Ashton Kutcher explains his 3 rules of investing
Ashton Kutcher built a fan base as a goofball character in sitcoms and movies, but he has been seriously focused on his investments over the past several years.
It's why his friend Mark Cuban, one of the regular investors on the show "Shark Tank," invited Kutcher to try out for a guest-investor role in the show's seventh season, which began Friday. After getting accustomed to the format, Kutcher dived right in, making a deal, offering entrepreneurs valuable insight, and even sparring with the brashest of the show's investors, Kevin O'Leary.
Rather than begin investing on a whim, Kutcher reached out to prominent Silicon Valley angel investor Ron Conway, who became his mentor in the late aughts.
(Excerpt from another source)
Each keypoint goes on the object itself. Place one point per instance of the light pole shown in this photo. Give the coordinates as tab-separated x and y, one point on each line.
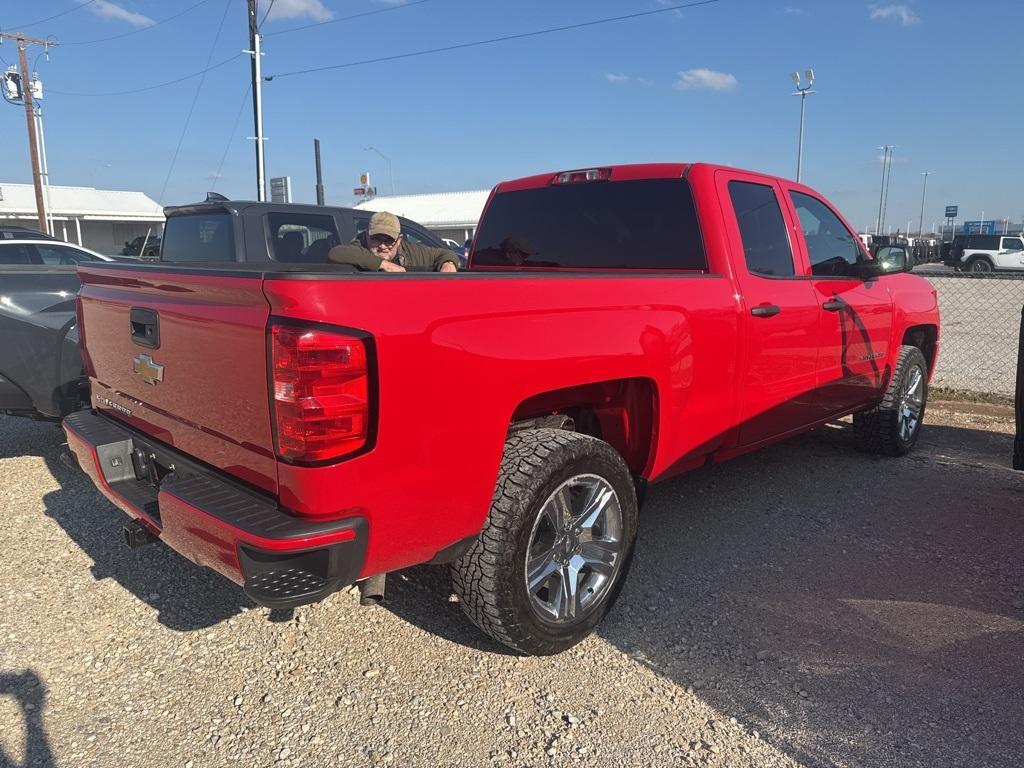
388	160
803	92
879	223
924	192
Since 2010, Kutcher has been an investor through his venture-capital firm A-Grade Investments, which he founded with the entrepreneurs and investors Guy Oseary and Ronald Burke. He was an angel investor before that. He also connected with Marc Andreessen, one of the Valley's premier investors, and Andreessen wisely persuaded him to invest in Skype in 2009.
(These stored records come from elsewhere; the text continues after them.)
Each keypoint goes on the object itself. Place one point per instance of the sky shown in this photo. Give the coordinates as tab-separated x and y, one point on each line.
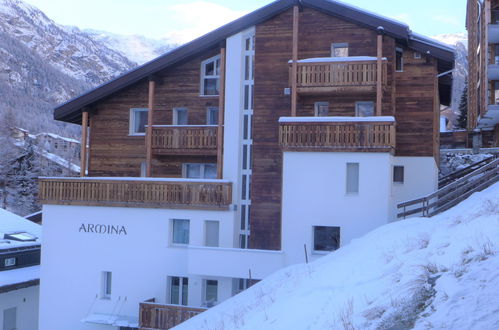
183	20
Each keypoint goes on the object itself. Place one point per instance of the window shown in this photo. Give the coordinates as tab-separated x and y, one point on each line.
339	50
352	178
211	234
211	292
179	290
180	116
9	262
106	285
321	109
398	174
200	171
180	230
364	109
10	319
212	116
326	238
138	121
399	62
210	76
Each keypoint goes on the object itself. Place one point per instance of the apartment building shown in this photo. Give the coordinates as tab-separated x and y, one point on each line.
270	141
482	23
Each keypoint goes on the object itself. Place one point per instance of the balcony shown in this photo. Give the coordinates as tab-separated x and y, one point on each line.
340	74
182	140
348	134
137	192
158	316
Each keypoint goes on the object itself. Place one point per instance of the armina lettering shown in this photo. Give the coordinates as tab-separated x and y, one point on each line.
102	229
He has invested in seed and Series-A rounds for companies including Uber, Airbnb, Spotify, and Casper.
In an interview for his website A-Plus, Kutcher said he had three rules of investing, which are focused on what he sees in entrepreneurs:
1. They must intimately understand both their product and their industry.
Great ideas on their own are not sufficient.
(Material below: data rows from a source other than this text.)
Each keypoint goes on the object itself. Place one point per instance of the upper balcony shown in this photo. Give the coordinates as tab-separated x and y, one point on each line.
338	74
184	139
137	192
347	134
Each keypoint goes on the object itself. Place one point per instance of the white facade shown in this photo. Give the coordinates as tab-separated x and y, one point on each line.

2. They must have a personality that will allow them to withstand failure and setbacks.
"You can have the best idea in the world and absolute domain expertise and know how to do everything right, but if you want to do something great in the world, there are going to be obstacles; and you have to be a person who has ingenuity and sheer willpower to get through those times," he said.
3. They must get along well with him.
He's not willing to make a commitment of millions of dollars and years of being an adviser to someone he doesn't want to hang out with.
Kutcher told The Telegraph in 2013 that he was drawn to consumer technologies. "The companies that will ultimately do well are the companies that chase happiness," he said. "If you find a way to help people find love, or health, or friendship, the dollar will chase that."